Abigail is the only person in her small town in Maine with a cleft. She didn’t like talking about it, and neither did her family; they never shared her baby pictures on social media. But it was in turning to social media for help that her mom, Anna, got to know Pat, an RN and children’s author from Chicago.

A cross-continental, cross-generational friendship was born. Abigail and Pat started to FaceTime as often as they could, each grateful to be the friend with a cleft the other never had. When Abigail had a surgery in 2021, Pat flew in to meet her in person for the first time. In one of their conversations, Abigail shared that she was nervous to take off her mask at school for lunch and snack time because she was afraid people would make fun of her. Pat thought that sounded like the perfect topic to explore in a book and asked if she wanted to write about it together with her.

When the first copy of their Simon Says Mask On, Mask Off was printed earlier this year, Pat flew to Maine to surprise Abigail with it. Abigail then surprised her whole town with it — they had no idea she had been cooking up a book. Their story was picked up by the local news and was even featured on Good Morning America!

Abigail is now Standish, Maine’s resident famous author. The journey has given her confidence a massive boost, and, like John Bates, she is now using the platform she has been given to advocate for other people with clefts who might be feeling a little shy.

“Embrace who you are; don’t be nervous and just be yourself,” she said.

As Abigail discovered, having a strong cleft community from an early age can make all the difference. A key goal of Cleft Con is to give that strong community to every young person with a cleft, no matter where they live. In the session “Young Adults Share Their Stories,” one speaker in high school, one in college, and a third who is a young professional each shared her story and what advice she’d give her younger self. Their wisdom—and the strength and grace on display at every Cleft Con session this year — gives us hope that the next generation of cleft-affected people knows they have the power to tackle every obstacle in their way, and to help others do the same.

I would “tell myself to be a little bit patient when I was younger, because it does get better, it does get a lot easier once you meet people like you, once you’ve seen that the world is so much more diverse than your little elementary school classroom.”
- Niamh Sosa, high school student, Alexandria, VA
“I didn’t realize how amazing my support network was and… how many people were there to help me day by day.

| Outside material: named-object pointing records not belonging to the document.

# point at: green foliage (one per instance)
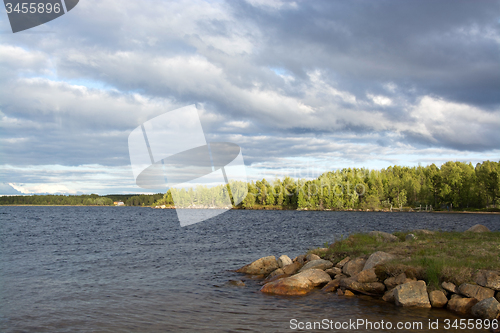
(454, 185)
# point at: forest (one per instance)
(454, 185)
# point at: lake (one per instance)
(128, 269)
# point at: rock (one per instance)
(437, 298)
(317, 264)
(333, 271)
(378, 258)
(312, 256)
(263, 266)
(341, 263)
(298, 284)
(383, 236)
(393, 282)
(412, 294)
(410, 237)
(331, 286)
(488, 279)
(367, 276)
(348, 293)
(389, 296)
(292, 268)
(461, 305)
(354, 266)
(234, 283)
(284, 260)
(301, 259)
(486, 309)
(477, 292)
(423, 232)
(372, 288)
(478, 228)
(449, 287)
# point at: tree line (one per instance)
(453, 185)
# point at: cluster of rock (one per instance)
(352, 276)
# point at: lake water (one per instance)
(127, 269)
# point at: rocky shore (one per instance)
(372, 274)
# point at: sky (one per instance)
(302, 87)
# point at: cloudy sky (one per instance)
(302, 86)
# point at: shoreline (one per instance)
(408, 269)
(274, 209)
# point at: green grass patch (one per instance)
(441, 256)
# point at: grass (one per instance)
(442, 256)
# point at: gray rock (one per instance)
(461, 305)
(284, 260)
(378, 258)
(317, 264)
(383, 236)
(437, 298)
(488, 279)
(312, 256)
(298, 284)
(344, 261)
(389, 296)
(354, 266)
(449, 287)
(333, 271)
(477, 292)
(234, 283)
(260, 266)
(488, 308)
(367, 276)
(412, 294)
(478, 228)
(410, 237)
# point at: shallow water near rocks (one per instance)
(127, 269)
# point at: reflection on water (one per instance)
(109, 269)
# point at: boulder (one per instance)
(488, 279)
(234, 283)
(461, 305)
(423, 232)
(312, 256)
(412, 294)
(301, 259)
(348, 293)
(449, 287)
(392, 282)
(486, 309)
(383, 236)
(354, 266)
(372, 288)
(378, 258)
(478, 228)
(284, 260)
(298, 284)
(260, 266)
(410, 237)
(333, 271)
(331, 286)
(292, 268)
(344, 261)
(437, 298)
(367, 276)
(474, 291)
(389, 296)
(317, 264)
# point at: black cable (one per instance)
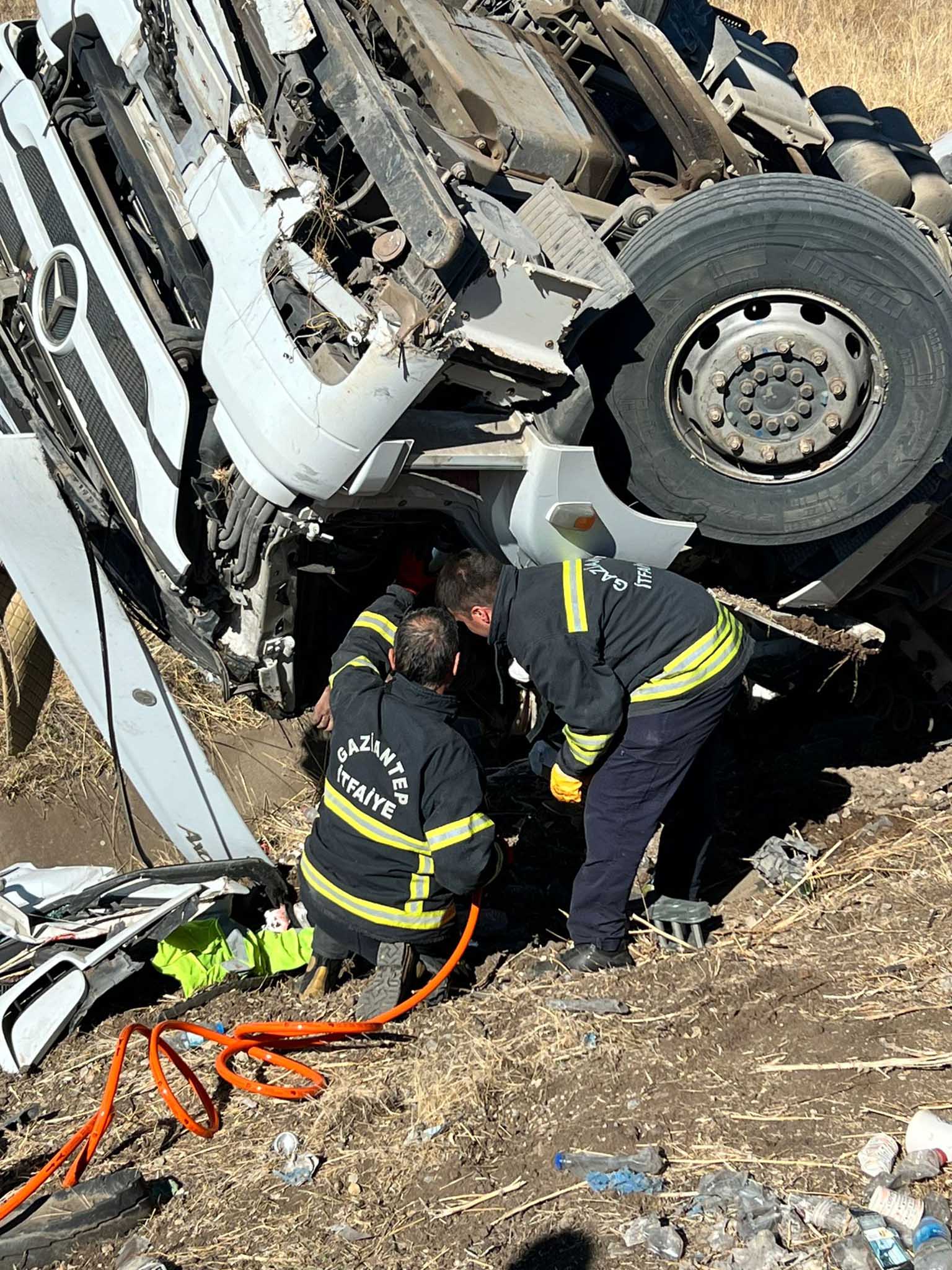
(107, 683)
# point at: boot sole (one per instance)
(385, 990)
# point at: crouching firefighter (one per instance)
(402, 832)
(640, 665)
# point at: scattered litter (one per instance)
(879, 1155)
(596, 1006)
(184, 1042)
(649, 1232)
(580, 1163)
(783, 861)
(416, 1134)
(27, 1116)
(299, 1166)
(347, 1232)
(919, 1166)
(286, 1145)
(901, 1208)
(624, 1181)
(299, 1170)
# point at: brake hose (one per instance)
(263, 1042)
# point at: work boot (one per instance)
(591, 957)
(386, 988)
(320, 977)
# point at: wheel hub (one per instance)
(776, 386)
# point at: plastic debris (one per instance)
(763, 1253)
(624, 1181)
(649, 1232)
(899, 1208)
(418, 1134)
(783, 861)
(645, 1160)
(879, 1155)
(824, 1213)
(286, 1145)
(596, 1006)
(347, 1232)
(918, 1166)
(299, 1170)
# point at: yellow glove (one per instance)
(564, 788)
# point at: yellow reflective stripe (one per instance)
(720, 653)
(586, 748)
(367, 826)
(694, 655)
(420, 886)
(377, 623)
(574, 596)
(362, 662)
(457, 831)
(380, 915)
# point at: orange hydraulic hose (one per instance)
(263, 1042)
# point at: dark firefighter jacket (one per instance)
(603, 639)
(400, 831)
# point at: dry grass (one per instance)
(891, 54)
(68, 747)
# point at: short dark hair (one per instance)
(426, 647)
(469, 578)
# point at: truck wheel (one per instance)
(785, 367)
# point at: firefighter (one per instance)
(640, 665)
(402, 831)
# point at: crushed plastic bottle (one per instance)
(932, 1246)
(918, 1166)
(879, 1155)
(899, 1208)
(824, 1214)
(184, 1042)
(645, 1160)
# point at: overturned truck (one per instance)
(288, 283)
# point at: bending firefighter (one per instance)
(640, 665)
(402, 832)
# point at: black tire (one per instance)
(792, 233)
(51, 1228)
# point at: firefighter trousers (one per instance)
(662, 770)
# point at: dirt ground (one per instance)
(850, 984)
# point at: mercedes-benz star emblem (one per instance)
(60, 299)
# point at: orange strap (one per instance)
(263, 1042)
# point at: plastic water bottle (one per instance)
(932, 1246)
(646, 1160)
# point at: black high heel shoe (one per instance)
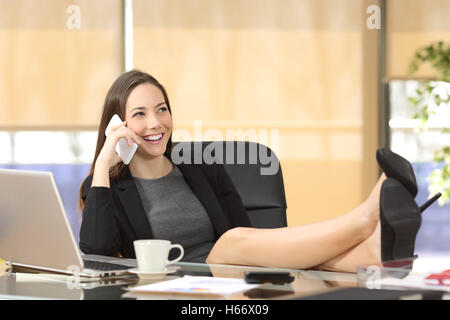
(400, 219)
(397, 167)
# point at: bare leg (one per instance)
(367, 252)
(301, 247)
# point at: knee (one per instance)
(228, 246)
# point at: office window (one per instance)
(418, 147)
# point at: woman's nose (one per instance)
(153, 122)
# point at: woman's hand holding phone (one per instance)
(108, 156)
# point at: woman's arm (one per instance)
(99, 232)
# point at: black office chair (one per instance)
(255, 171)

I hope the three of us can be those people who… inspire others and help others feel confident about their cleft because we’ve had our struggles and we’ve somehow managed to be comfortable and confident enough to speak here today.”
- McKayla Kendall, student, Bates College, Lewiston, ME
“It’s all worth it. It will all be worth it. And while [the length of your treatment journey] seems like the end of the world right now, it’s really a small, small thing in a lifetime. It’s just a fraction of what we get to experience, and it actually makes life’s experiences greater.”